In A Brother Betrayed I have scenes of premature labor and delivery, as well as the care of preemies. To make the scene real, I interviewed an obstetrician and a neonatologist. Their information added hugely to the story’s authenticity. Some scenes of domestic violence would not be nearly so effective had it not been for the people who shared their traumatic experiences with me. Also, a worker at a metropolitan women’s shelter, provided a particularly interesting interview because she met me in a public place, told me just her first name, and let me know that only a few in the police department knew the shelter’s location. Why the secrecy? She didn’t know me, and she had no idea whether I might be an abuser’s sister, girlfriend, or mother, who was pretending to be an author seeking information that could lead a perpetrator to his escaped victim.
The Internet is another go-to place, but it’s wise to check a variety of sources. The World Wide Web isn’t known for its infallible accuracy. Another source may be old newspaper files. I know newspapers in some towns and cities have “morgues” that can provide a wealth of information from the past. These are stored on microfiche and can be read (and perhaps printed out) on machines at their offices. Old obituaries are especially helpful because they are filled with details about the deceased that are seldom if ever included these days. I learned a lot about my great-great grandfather from his obit when I was doing research for a family history book.

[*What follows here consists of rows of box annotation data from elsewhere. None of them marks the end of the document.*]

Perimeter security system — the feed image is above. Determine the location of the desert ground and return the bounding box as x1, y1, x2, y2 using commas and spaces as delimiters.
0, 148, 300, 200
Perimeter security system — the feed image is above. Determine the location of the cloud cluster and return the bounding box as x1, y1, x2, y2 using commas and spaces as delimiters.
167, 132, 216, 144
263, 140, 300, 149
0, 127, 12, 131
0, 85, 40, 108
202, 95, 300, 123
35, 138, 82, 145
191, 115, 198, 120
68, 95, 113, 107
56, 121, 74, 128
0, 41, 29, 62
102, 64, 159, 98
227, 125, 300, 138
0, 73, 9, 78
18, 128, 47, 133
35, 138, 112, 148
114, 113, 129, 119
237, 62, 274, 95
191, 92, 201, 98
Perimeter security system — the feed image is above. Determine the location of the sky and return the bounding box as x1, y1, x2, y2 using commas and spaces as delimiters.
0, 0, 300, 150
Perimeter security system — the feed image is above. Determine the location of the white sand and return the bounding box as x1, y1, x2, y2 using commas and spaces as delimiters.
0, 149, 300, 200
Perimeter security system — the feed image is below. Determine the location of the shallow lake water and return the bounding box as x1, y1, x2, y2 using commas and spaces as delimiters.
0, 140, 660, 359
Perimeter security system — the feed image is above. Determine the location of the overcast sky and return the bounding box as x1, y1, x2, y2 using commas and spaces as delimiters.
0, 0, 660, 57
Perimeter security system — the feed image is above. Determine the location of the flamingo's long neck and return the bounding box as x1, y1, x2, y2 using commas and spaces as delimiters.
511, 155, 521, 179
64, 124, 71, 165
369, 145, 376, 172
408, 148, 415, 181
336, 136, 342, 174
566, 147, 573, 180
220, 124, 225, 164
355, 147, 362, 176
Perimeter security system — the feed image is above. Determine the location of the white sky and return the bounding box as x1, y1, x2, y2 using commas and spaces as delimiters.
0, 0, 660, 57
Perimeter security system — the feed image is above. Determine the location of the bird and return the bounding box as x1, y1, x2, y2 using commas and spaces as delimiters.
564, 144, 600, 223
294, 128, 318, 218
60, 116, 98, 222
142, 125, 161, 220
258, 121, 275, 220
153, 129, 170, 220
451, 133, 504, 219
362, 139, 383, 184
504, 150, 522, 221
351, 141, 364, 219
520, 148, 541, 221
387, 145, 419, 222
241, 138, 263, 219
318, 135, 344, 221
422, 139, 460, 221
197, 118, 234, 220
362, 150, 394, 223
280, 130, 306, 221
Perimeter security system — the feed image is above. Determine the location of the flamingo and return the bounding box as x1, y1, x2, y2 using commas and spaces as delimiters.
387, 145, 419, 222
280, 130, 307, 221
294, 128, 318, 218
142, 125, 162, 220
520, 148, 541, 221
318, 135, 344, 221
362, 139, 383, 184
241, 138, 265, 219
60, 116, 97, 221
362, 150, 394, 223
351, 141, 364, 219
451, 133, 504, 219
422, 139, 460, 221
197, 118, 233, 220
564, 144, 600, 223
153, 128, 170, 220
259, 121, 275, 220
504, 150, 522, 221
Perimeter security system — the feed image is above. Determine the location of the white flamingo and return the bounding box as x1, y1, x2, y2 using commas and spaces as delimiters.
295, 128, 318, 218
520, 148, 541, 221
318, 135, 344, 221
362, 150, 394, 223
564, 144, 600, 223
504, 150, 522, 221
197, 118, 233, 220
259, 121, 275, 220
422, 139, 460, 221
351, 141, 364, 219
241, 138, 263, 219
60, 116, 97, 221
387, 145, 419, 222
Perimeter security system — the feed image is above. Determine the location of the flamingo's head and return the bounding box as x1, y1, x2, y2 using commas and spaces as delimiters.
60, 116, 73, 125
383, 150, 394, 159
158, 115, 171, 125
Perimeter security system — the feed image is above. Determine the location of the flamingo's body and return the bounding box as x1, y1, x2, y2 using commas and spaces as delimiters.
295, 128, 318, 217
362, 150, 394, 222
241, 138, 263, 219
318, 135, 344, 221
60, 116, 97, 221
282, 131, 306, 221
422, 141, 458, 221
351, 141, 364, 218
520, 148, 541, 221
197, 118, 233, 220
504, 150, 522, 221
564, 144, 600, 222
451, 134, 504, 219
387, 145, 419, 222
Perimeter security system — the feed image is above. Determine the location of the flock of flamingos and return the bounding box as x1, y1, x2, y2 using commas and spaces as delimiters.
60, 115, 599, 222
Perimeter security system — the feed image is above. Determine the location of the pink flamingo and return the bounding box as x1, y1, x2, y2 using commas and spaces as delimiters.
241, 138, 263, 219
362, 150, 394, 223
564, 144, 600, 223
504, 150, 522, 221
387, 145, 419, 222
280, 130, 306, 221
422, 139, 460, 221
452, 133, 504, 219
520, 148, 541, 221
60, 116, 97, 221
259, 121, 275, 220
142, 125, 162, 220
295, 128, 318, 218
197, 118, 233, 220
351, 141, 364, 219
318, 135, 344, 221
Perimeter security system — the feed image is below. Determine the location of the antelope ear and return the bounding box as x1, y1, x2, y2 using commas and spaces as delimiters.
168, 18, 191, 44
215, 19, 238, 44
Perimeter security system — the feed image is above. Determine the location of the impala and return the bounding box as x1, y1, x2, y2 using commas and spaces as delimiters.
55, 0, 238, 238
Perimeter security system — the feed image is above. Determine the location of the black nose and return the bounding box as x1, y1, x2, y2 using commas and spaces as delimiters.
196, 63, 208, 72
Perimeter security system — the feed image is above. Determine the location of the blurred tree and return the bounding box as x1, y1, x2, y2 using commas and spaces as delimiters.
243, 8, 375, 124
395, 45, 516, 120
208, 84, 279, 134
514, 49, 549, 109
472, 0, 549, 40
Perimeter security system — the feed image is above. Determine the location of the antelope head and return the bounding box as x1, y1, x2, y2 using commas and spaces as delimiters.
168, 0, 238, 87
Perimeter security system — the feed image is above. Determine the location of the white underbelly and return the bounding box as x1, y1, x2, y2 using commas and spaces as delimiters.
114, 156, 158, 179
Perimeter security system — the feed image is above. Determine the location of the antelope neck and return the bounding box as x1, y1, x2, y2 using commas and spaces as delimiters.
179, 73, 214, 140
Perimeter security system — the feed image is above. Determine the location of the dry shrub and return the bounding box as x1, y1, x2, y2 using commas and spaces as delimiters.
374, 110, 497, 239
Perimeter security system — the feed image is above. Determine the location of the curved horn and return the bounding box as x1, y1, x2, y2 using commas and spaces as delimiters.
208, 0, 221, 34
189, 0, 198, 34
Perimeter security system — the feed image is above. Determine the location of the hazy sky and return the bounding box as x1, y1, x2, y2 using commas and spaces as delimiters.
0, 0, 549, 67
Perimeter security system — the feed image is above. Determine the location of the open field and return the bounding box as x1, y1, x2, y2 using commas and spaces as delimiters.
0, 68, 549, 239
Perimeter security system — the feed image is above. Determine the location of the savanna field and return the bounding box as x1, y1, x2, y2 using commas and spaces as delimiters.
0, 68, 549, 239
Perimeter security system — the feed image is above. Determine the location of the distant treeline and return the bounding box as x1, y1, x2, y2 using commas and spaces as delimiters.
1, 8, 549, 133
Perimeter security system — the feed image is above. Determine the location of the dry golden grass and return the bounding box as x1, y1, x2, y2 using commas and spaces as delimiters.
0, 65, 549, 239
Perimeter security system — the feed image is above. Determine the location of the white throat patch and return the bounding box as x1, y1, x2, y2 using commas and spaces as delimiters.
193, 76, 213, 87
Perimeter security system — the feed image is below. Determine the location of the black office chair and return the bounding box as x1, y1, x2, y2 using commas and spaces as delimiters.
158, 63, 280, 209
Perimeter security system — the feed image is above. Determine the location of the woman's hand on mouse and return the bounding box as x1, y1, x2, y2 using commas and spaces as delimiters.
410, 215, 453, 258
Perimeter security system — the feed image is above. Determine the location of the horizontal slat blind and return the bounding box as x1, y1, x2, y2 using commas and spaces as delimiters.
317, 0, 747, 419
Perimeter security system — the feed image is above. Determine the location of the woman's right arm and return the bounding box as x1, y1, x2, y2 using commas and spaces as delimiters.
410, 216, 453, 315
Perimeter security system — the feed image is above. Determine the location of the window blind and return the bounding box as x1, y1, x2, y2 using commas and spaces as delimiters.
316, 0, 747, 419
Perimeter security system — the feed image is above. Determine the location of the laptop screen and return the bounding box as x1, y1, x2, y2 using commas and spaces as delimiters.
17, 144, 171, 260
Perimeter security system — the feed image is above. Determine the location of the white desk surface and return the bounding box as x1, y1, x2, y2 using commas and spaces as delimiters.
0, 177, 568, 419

Anyone who suggests to you that writing a book is easy or that you should get off your backside and get a real job has obviously never done it. Creating a cohesive, well-written, compelling story requires hard work, long hours, and emotional endurance. The product comes only after much research and seemingly endless days, weeks, months, perhaps even years of writing, rewriting, editing, and rewriting again. But when you hold in your hand your finished book, hot off the press, you know it was worth all the effort. You may even want to do it again.